Roocroft v Ball [2016] EWCA Civ 1009

14 October 2016

Consideration of whether the court was wrong to strike out and give summary judgment in relation to an application to set aside a consent on the grounds of material non-disclosure.

Facts

  • The appellant (A) and the deceased (D) began a relationship no later than 1999, entered into a civil partnership in 2008 and separated in September 2009.
  • A rejected an early offer to settle financial remedy proceedings as she did not have legal advice and did not know whether it was fair. A then issued her applications for financial remedies, MPS and an a LSO in July 2010.
  • Within these proceedings, D disclosed capital assets of £628,917, a pension worth £250,000 and a gross income of £55,312 pa.
  • A disputed this, as D had been included in the Times Rich List 2009 where her wealth was said to be in excess of £30m.
  • A appealed the MPS award and a refusal of the LSO. Whilst the appeal was remained extant, the parties reached a comprehensive agreement. A received a lump sum (by instalments) of £162,000 together with spousal periodical payments of just over £18,000 for two years with a full dismissal of her claims (including her Inheritance Act 1975 claims) thereafter.
  • D then signed off her company accounts, which A contended showed a salary of almost three times that disclosed alongside shareholder funds of £5.5m.
  • The parties later resumed their friendship before D died intestate in September 2013.
  • On 1 May 2014, A applied to set aside the order on grounds of material non-disclosure. This was dismissed at an abbreviated hearing, permission to appeal was refused, and a costs order was made against A. Permission to appeal was granted once it was known that judgments were forthcoming in Wyatt v Vince [2015] UKSC 14, Sharland v Sharland [2015] UKSC 60 and Gohil v Gohil [2015] UKSC 61.

Held

  • The judge had made an error of law by concluding that the application to set aside could be struck out as it had “no real prospect of success”, pursuant to paragraph 2.4 of FPR 2010 PD4A.
  • A was right to characterise the decision as summary judgment, a course for which the judge had no jurisdiction under the rules. The outcome could be not be salvaged by applying the nomenclature of ‘abbreviated hearing’ to what took place.
  • The Supreme Court confirmed the proper approach to be taken by courts in cases of alleged material non-disclosure in the cases of Sharland and Gohil:
    • If an abbreviated hearing is appropriate and fair, proper notice must be given.
    • A financial settlement reached between the parties following separation cannot oust the jurisdiction of the court, which much itself conduct an independent assessment to discharge its statutory function under the MCA 1973;
    • A continuing duty is owed to the other party and to the court to make full and frank disclosure in both agreed and contested proceedings.
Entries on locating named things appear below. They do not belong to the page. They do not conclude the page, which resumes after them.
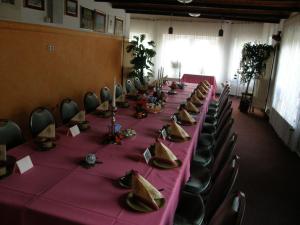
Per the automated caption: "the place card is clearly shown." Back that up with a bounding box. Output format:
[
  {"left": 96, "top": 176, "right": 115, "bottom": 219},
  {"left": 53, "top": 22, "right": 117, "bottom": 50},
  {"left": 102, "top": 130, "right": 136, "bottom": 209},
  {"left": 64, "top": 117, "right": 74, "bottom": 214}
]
[
  {"left": 69, "top": 125, "right": 80, "bottom": 137},
  {"left": 171, "top": 115, "right": 178, "bottom": 123},
  {"left": 0, "top": 145, "right": 6, "bottom": 176},
  {"left": 143, "top": 148, "right": 152, "bottom": 164},
  {"left": 160, "top": 128, "right": 168, "bottom": 140},
  {"left": 16, "top": 155, "right": 33, "bottom": 174}
]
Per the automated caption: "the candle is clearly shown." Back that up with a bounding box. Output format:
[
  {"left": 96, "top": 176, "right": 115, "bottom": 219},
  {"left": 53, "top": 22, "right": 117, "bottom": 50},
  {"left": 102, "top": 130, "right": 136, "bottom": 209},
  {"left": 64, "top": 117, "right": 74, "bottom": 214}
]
[
  {"left": 0, "top": 145, "right": 6, "bottom": 176},
  {"left": 112, "top": 77, "right": 116, "bottom": 108}
]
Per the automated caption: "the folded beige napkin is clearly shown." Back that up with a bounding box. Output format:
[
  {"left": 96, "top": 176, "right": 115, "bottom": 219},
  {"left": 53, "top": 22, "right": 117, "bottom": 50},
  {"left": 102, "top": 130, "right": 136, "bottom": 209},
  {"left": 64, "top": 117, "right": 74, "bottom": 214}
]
[
  {"left": 116, "top": 94, "right": 126, "bottom": 102},
  {"left": 169, "top": 121, "right": 190, "bottom": 139},
  {"left": 204, "top": 80, "right": 210, "bottom": 87},
  {"left": 191, "top": 93, "right": 202, "bottom": 105},
  {"left": 179, "top": 109, "right": 196, "bottom": 124},
  {"left": 196, "top": 89, "right": 205, "bottom": 100},
  {"left": 0, "top": 145, "right": 6, "bottom": 176},
  {"left": 199, "top": 86, "right": 208, "bottom": 95},
  {"left": 186, "top": 100, "right": 199, "bottom": 113},
  {"left": 154, "top": 141, "right": 177, "bottom": 166},
  {"left": 37, "top": 124, "right": 55, "bottom": 138},
  {"left": 96, "top": 101, "right": 109, "bottom": 112},
  {"left": 132, "top": 171, "right": 163, "bottom": 210},
  {"left": 71, "top": 110, "right": 85, "bottom": 123}
]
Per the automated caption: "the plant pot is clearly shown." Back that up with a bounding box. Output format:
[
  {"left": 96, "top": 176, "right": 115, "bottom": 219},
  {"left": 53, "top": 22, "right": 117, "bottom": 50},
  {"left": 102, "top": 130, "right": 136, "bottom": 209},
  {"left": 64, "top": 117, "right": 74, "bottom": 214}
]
[{"left": 239, "top": 93, "right": 253, "bottom": 113}]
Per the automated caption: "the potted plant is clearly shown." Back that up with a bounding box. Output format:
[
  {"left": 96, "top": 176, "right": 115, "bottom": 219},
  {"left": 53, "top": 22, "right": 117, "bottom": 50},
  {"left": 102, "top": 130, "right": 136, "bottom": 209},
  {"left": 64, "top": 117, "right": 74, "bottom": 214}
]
[
  {"left": 235, "top": 42, "right": 273, "bottom": 112},
  {"left": 126, "top": 34, "right": 156, "bottom": 84}
]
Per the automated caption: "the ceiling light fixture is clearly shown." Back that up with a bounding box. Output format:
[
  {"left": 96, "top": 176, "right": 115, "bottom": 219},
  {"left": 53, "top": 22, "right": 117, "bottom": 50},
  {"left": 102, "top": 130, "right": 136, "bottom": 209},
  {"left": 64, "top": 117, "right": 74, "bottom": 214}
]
[
  {"left": 219, "top": 23, "right": 224, "bottom": 37},
  {"left": 177, "top": 0, "right": 193, "bottom": 4},
  {"left": 189, "top": 13, "right": 201, "bottom": 17},
  {"left": 168, "top": 14, "right": 173, "bottom": 34}
]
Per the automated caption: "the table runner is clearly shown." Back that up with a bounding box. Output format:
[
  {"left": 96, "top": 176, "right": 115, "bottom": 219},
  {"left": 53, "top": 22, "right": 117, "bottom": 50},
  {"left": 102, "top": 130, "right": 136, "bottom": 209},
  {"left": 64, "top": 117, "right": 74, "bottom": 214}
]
[{"left": 0, "top": 84, "right": 211, "bottom": 225}]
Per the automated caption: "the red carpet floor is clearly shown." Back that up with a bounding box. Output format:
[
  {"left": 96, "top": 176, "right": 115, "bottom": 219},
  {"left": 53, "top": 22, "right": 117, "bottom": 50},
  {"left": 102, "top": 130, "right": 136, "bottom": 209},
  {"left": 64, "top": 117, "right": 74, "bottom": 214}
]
[{"left": 232, "top": 97, "right": 300, "bottom": 225}]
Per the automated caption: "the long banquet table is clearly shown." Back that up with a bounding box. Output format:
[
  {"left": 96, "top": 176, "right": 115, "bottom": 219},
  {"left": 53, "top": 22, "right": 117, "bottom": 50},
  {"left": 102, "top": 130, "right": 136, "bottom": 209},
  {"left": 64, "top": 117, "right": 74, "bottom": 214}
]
[
  {"left": 181, "top": 74, "right": 217, "bottom": 97},
  {"left": 0, "top": 84, "right": 211, "bottom": 225}
]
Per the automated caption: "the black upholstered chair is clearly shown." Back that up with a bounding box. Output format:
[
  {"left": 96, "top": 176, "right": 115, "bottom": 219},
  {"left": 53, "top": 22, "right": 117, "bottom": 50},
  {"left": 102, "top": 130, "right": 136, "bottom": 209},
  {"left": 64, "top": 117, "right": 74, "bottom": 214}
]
[
  {"left": 209, "top": 84, "right": 230, "bottom": 109},
  {"left": 0, "top": 119, "right": 24, "bottom": 150},
  {"left": 205, "top": 156, "right": 239, "bottom": 221},
  {"left": 208, "top": 191, "right": 246, "bottom": 225},
  {"left": 125, "top": 80, "right": 137, "bottom": 94},
  {"left": 192, "top": 118, "right": 234, "bottom": 167},
  {"left": 174, "top": 157, "right": 239, "bottom": 225},
  {"left": 29, "top": 107, "right": 55, "bottom": 137},
  {"left": 198, "top": 108, "right": 233, "bottom": 145},
  {"left": 174, "top": 192, "right": 205, "bottom": 225},
  {"left": 83, "top": 91, "right": 100, "bottom": 113},
  {"left": 134, "top": 77, "right": 147, "bottom": 92},
  {"left": 116, "top": 84, "right": 123, "bottom": 98},
  {"left": 60, "top": 98, "right": 80, "bottom": 124},
  {"left": 185, "top": 133, "right": 237, "bottom": 195},
  {"left": 100, "top": 87, "right": 112, "bottom": 102},
  {"left": 203, "top": 97, "right": 232, "bottom": 126},
  {"left": 197, "top": 107, "right": 232, "bottom": 151}
]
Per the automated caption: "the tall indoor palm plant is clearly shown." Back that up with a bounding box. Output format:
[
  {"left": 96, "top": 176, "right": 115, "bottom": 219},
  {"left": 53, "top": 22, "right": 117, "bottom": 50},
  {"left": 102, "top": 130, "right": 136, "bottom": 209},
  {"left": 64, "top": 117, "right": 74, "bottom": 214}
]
[
  {"left": 126, "top": 34, "right": 156, "bottom": 82},
  {"left": 236, "top": 42, "right": 273, "bottom": 112}
]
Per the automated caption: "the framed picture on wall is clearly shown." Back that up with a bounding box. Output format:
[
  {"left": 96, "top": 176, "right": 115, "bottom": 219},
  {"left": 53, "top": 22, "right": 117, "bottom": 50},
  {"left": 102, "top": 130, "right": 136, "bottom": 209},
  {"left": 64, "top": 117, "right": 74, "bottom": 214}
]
[
  {"left": 107, "top": 15, "right": 115, "bottom": 34},
  {"left": 94, "top": 10, "right": 106, "bottom": 33},
  {"left": 25, "top": 0, "right": 45, "bottom": 10},
  {"left": 80, "top": 6, "right": 94, "bottom": 30},
  {"left": 115, "top": 17, "right": 123, "bottom": 36},
  {"left": 65, "top": 0, "right": 78, "bottom": 17},
  {"left": 0, "top": 0, "right": 15, "bottom": 5}
]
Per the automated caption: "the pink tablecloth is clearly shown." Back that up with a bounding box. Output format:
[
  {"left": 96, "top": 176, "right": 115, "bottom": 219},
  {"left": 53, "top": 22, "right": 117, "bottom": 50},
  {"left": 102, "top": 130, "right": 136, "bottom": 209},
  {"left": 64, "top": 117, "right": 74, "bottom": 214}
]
[
  {"left": 0, "top": 84, "right": 211, "bottom": 225},
  {"left": 181, "top": 74, "right": 217, "bottom": 98}
]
It follows that one party cannot exonerate the other from complying with this duty;
    • In order to set aside an order, the court must be satisfied that there was nondisclosure, it was material at the time, and it had led to a substantially different order being made;
    • A determination of non-disclosure can only be made after hearing live evidence, subject to cases where documentary evidence is effectively unanswerable;
    • The phrase ‘summary judgment’ (in Gohil) should be regarded as a generic term to cover a way of dealing with a range of cases in short form across civil family jurisdictions. There is no summary judgment procedure of the type found in the Civil Procedure Rules; Deliberate nondisclosure is presumed to be material. Inadvertent/innocent nondisclosure requires the party making the allegation to prove it was material and would have led to a substantially different order.
  • The judge was wrong to relieve D of her obligation to disclose up-to-date company accounts and to place the burden on A to investigate.
  • The judge should not have treated the fact that A agreed to the order, notwithstanding her reservations about the honesty of D’s disclosure, as fatal to her application.
  • The judge was wrong not to have made findings of fact as to the non-disclosure and its materiality, as this was necessary to determine whether the outcome would have been substantially the same.